Le sentier du littoral tourne et vire entre les cabanons, monte et descend, écarte les voitures, filtre les randonneurs. Marseille s’aplatit au loin, blanchie par les embruns. Planier est ancré plein Sud, au large.

Puis les pins noircissent. Voilà deux ans, un feu poussé par un semblable mistral est arrivé jusqu’à la mer. Après avoir cerné les cabanons, être passé sous les ponts de la voie ferrée, l’incendie s’est abîmé en mer.
Il avait été allumé par un agent de mairie.

A la pointe du Rouet, la chapelle datant de 1653 a été restaurée. On devine l’ancienne muraille qui la protégeait et le passage creusé dans la rôche. La sécurité ne devait pas être alors une valeur sure et affermie. Autour d’elle, les pins sculptés par le vent ont des allures de drapeaux. Le récif est blanc. La mer striée par la houle naissante est comme un jeune labour, en rangs serrés…

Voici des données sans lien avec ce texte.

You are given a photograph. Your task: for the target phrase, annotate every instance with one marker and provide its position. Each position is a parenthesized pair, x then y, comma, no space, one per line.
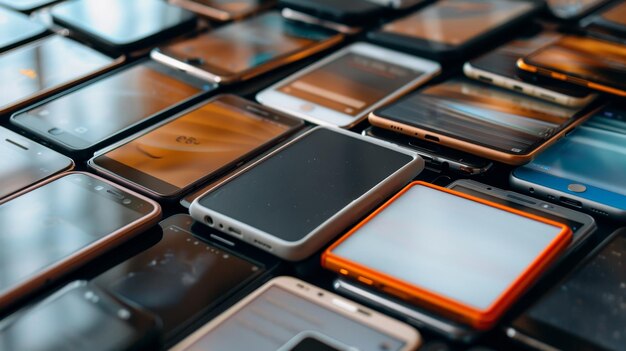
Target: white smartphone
(275,316)
(344,87)
(296,199)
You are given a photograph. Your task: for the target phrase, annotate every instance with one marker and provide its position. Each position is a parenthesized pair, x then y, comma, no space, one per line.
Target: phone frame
(321,115)
(480,319)
(323,298)
(54,271)
(318,237)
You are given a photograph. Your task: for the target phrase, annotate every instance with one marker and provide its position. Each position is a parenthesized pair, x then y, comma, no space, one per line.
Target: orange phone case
(477,318)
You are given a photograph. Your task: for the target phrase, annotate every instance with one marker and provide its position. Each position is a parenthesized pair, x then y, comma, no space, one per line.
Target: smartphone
(499,68)
(584,170)
(453,29)
(194,146)
(120,26)
(24,163)
(585,61)
(225,10)
(284,307)
(47,66)
(191,264)
(364,77)
(49,230)
(245,49)
(16,29)
(585,310)
(79,316)
(436,156)
(470,259)
(89,116)
(480,119)
(303,194)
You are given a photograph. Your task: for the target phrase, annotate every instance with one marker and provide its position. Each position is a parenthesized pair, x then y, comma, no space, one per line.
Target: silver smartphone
(24,163)
(274,315)
(308,191)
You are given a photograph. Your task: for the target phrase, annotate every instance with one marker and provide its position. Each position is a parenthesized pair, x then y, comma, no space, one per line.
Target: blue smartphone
(584,170)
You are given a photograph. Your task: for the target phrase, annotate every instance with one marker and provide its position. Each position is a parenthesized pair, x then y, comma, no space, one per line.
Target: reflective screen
(180,268)
(24,162)
(482,114)
(15,28)
(50,223)
(444,243)
(121,21)
(49,63)
(601,143)
(108,106)
(590,304)
(306,183)
(454,22)
(195,145)
(243,45)
(277,315)
(358,81)
(70,323)
(587,58)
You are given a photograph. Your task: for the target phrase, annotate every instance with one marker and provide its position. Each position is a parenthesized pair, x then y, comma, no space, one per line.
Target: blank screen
(291,193)
(455,247)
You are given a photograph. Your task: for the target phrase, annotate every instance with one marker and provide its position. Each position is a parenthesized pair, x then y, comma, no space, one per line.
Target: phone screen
(102,109)
(482,114)
(358,81)
(277,315)
(304,184)
(588,306)
(243,45)
(52,222)
(45,64)
(601,143)
(193,146)
(586,58)
(477,245)
(180,267)
(454,22)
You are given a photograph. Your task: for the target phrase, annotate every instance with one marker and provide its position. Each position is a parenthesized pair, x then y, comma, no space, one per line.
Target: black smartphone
(79,317)
(24,163)
(194,146)
(17,29)
(91,115)
(189,272)
(453,29)
(44,67)
(586,310)
(119,26)
(437,157)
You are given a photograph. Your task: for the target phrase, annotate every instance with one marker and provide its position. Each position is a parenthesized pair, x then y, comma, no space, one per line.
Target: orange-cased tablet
(472,259)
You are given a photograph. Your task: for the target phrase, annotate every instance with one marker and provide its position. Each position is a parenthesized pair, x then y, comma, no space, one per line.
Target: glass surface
(593,154)
(46,64)
(178,268)
(446,244)
(276,316)
(358,81)
(121,21)
(454,22)
(482,114)
(587,58)
(239,46)
(297,189)
(50,223)
(15,27)
(196,144)
(102,109)
(591,303)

Nous voilà à Carry, au loin, au delà des carrières gréco romaines que le flot recouvre en partie, la pointe de la Couronne pousse son phare vers le large.
Nulle trace du village gaulois incendié par Massilia. Il faut chercher, quadriller le terrain pour voir ce que furent ses soubassements...


Dès le début du VI siècle avant JC le développement du commerce maritime, vu la proximité de la cité phocéenne, conduisent les populations gauloises à s’installer en bord de mer. Ainsi deux villages gaulois s’établissent, l’un sur la pointe d’Arquet, l’autre sur la Pointe Tamaris.
Découverts en 1955 l’habitat cotier de l’Arquet a été exploré jusqu’en 1961. Le village gaulois est protégé par les falaises surplombant la mer, au sud, et défendu au nord par une fortification qui barre l’accès au site. L’occupation de cet habitat s’échelonne du début du VI siècle à la fin du IV siècle avant JC.
L’organisation des habitations témoigne d’un urbanisme structuré composé d’ilots longilignes desservis par deux rues. Au nombre de 35 à 40, les maisons sont à pièce unique, de plan quadrangulaire et occupent chacune de 9 à 16 m² de superficie.
A la fin du IVe siècle avant JC le village est incendié et détruit, probablement à la suite d’une attaque militaire des grecs de Marseille. Son abandon permit sans doute l’ouverture des 1ères carrières littorales au bénéfice de la cité voisine.
Source : Plaque d’information communale.